Some of you have probably used a few of them. Come on—admit it. It’s OK. I have, too. If you have ever placed just a few bets on a football game, how could you not? When you are down money for the week, those tout services’ sales pitches are like the siren songs of a buxom mermaid during a turbulent sea storm.

“Do you want to beat your man this weekend?” screams the advertisement.

“Yes, I do!” you tacitly reply.  (“Your man” means “your bookie” to the gambl-ocially challenged.)

“Then call me…‘Dangerous’ Dan Tatourri! I have a sparkling 72-17 record ATS over the last six years!”

“OK, I will!” you think.  (BTW, FWIW, and FYI, “ATS” means “Against the Spread.”)

Of course, anyone who has ever bet on sports makes fun of these guys. It’s hard not to. With their heavy Yankee accents, yellow sunglasses, and Kangol hats, they make pretty easy targets.

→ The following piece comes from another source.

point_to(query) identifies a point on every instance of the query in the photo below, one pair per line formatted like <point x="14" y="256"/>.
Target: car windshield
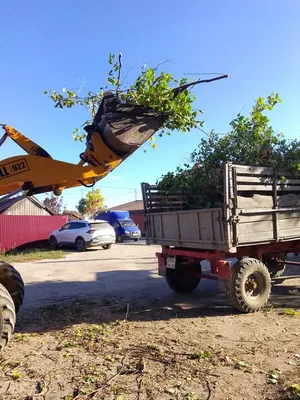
<point x="99" y="225"/>
<point x="126" y="223"/>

The best part is usually their made up statistics in their sales jobs, though: “This week, I am releasing my 22 Star Mountain West Conference Thursday night lock of the year…for the week! Call me on my 1-877 number and if I lose this game, you get the rest of my Thursday night contests…for free!

Sooooo, you’re saying if I call you and you give me a bad gambling tip then you will allow me to call you again to get more bad gambling tips? For free? Where…do…I…sign!

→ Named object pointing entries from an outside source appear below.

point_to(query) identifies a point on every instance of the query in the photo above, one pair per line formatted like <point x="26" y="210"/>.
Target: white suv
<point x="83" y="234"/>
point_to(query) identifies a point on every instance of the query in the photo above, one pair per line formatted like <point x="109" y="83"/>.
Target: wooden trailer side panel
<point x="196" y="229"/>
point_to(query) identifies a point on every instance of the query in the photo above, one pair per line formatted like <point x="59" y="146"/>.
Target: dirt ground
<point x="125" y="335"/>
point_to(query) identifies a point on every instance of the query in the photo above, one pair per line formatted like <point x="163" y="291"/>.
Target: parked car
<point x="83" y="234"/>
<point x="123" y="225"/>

The kicker is if you ever do call one of these services, they get your phone number. They, in turn, sell that number to every scheister with a cheap camel hair coat and a shiny “Golex” watch. You will never stop getting phone calls from people named “Vinny the Bookie Slayer” or “James ‘Cashmoney’ Honey.”

Many moons ago, when I was in college, that very scenario happened to a friend of mine (for anonymity’s sake, I will call him Jake.) He had seen a placement in a magazine pitching some sleazy tout service featuring a guy with a porn mustache and tinted green visor. The ad was for “Manny Lox’s Betting Service” (or something like that), and it promised three free winners that weekend.

Jake looked at the ad (complete with the picture of Manny Lox) and thought, “There is no way a guy dressed that badly cannot be good at football handicapping.” A call to this service was placed immediately as my buddy needed a Saturday afternoon bailout.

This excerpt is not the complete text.